Tuesday 10 January 2017

Federal Government Rules Out Electricity Tariff For The Main Time (Details)



The Federal Government has said that it will not approve a fresh electricity tariff hike at least for now, stating that it is still meeting with stakeholders in the country’s electricity sector, including the World Bank to provide some level of interventions to the market.

Speaking on Monday in a Channels Television Talk Show, Sunrise Daily, which was monitored in Abuja, the Minister of Power, Works and Housing, Mr. Babatunde Fashola, said the government was meeting with the World Bank to find solutions to the financial challenges of the power sector.

Fashola by this, confirmed a THISDAY report in December 2016 that the government and the World Bank had initiated efforts to bail the country’s power sector from the existing liquidity challenges threatening its survival.

Also, the Nigerian Electricity Regulatory Commission (NERC) is expected to, this month, announce new cost-reflective electricity rates to reflect current operational indices in the industry.

Statutorily, NERC undertakes periodic reviews of the tariff to factor in changes in operational indices like foreign exchange and inflation rates, price of gas for power, as well as changes in generation capacities.
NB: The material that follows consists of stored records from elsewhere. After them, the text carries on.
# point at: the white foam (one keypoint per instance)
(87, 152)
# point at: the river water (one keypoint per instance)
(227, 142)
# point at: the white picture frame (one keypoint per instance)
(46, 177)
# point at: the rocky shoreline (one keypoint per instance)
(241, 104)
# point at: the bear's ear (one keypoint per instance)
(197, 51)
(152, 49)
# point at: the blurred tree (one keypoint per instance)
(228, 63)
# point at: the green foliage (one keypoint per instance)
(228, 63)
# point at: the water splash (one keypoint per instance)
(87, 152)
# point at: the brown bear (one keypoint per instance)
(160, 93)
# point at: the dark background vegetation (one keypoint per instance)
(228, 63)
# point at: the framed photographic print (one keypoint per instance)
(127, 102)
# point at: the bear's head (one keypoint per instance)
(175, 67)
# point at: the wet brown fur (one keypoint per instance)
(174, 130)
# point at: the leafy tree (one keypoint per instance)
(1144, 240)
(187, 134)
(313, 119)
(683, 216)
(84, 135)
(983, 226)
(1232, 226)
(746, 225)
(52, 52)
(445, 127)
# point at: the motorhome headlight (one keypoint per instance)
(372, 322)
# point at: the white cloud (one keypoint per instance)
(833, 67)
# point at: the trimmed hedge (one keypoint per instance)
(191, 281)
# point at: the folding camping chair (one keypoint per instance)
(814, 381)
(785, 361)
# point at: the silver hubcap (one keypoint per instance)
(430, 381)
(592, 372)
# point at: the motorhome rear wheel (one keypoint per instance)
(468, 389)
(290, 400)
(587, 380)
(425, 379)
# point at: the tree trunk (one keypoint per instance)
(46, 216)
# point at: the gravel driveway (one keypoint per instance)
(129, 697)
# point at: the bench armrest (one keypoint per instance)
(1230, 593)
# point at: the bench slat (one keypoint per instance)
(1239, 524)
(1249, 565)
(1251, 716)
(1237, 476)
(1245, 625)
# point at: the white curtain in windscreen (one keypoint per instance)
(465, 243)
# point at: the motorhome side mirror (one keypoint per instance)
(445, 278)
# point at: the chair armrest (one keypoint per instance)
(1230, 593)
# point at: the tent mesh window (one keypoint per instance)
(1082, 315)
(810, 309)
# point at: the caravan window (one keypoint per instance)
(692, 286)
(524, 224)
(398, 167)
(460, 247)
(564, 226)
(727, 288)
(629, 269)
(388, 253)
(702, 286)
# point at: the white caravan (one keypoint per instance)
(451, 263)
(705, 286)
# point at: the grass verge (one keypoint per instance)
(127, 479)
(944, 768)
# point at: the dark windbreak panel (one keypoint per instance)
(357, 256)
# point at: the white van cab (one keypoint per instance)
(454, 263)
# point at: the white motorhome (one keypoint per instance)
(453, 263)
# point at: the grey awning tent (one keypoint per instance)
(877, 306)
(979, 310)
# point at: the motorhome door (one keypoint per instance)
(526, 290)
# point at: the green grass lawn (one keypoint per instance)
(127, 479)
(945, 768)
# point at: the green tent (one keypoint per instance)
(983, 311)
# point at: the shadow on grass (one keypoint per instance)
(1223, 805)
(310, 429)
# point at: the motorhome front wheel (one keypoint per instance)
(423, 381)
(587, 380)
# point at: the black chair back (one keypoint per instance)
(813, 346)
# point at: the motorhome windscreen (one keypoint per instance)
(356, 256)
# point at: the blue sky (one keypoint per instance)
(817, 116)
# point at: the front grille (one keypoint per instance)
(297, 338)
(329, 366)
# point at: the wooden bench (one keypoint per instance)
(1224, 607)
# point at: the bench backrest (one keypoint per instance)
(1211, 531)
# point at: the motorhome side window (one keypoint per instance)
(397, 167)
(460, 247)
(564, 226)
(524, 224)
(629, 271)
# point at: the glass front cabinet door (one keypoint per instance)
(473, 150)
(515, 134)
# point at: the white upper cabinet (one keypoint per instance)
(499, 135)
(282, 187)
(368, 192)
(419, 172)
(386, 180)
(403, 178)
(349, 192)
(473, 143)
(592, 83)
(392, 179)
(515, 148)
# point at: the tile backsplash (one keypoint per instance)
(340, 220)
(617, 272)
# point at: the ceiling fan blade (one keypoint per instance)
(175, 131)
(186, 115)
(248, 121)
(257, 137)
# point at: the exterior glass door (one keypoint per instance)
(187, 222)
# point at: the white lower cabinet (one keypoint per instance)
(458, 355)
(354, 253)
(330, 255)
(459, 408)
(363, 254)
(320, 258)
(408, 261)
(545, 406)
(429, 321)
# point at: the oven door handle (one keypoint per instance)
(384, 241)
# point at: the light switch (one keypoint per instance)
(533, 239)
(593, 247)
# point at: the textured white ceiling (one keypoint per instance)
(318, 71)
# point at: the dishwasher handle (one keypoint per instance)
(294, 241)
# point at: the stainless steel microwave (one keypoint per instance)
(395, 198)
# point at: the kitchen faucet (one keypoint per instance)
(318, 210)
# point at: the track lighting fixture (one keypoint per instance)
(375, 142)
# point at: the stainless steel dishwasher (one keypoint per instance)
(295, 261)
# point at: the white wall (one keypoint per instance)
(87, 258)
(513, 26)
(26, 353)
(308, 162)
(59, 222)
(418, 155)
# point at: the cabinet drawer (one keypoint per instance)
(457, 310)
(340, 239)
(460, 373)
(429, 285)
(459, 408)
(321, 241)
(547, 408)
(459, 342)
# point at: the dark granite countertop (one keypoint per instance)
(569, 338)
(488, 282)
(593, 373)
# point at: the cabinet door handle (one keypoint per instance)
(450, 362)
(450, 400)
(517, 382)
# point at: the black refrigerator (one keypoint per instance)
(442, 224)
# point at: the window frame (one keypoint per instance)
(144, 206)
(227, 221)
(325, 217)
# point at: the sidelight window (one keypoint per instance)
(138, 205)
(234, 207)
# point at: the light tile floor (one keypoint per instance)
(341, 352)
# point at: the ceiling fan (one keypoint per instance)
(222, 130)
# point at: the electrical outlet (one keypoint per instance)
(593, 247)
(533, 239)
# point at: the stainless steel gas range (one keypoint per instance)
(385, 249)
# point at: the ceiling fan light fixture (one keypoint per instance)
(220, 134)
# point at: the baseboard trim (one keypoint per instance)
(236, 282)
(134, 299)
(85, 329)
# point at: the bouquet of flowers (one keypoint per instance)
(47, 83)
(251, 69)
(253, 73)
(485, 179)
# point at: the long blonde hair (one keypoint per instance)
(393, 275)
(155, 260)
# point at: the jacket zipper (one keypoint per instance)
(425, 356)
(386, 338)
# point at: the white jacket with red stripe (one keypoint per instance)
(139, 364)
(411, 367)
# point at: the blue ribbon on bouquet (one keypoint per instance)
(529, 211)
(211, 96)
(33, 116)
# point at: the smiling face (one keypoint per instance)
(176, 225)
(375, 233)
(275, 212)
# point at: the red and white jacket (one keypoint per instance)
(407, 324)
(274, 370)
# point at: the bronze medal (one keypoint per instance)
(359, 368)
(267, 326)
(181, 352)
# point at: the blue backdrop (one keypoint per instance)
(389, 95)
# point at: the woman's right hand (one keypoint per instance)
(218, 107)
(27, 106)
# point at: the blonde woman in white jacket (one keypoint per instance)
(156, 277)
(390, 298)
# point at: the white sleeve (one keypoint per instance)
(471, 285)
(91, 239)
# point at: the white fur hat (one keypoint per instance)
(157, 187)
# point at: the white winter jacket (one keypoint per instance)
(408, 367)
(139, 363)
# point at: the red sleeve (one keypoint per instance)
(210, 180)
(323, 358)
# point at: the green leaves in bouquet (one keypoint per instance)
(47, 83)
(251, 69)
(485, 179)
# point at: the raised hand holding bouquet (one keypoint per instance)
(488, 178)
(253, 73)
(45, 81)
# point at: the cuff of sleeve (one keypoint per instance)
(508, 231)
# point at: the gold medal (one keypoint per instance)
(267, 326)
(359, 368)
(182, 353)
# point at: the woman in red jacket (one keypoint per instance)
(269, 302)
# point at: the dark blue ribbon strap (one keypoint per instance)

Fashola, however, said that if the government’s deliberations with the World Bank on the financial challenges of the market end well, Nigerians would be protected from a possible electricity price hike.

He said: “Government still has to deal with how to stabilise the value of the naira to the dollar, and again that will be impacted by how much money we get from oil production, which is still our major foreign income earner. We have used our leverage in OPEC to get OPEC to agree to a production cut, which heralded a price rise but can we as a protagonist take advantage of this by stopping to fight?

“People must be clear that if government accepts the recommendations that we will make to intervene, it is not to give the Discos a golden parachute, but first to protect citizens from price hike in terms of power for now and also to keep the subsectors so that they don’t lose their businesses.”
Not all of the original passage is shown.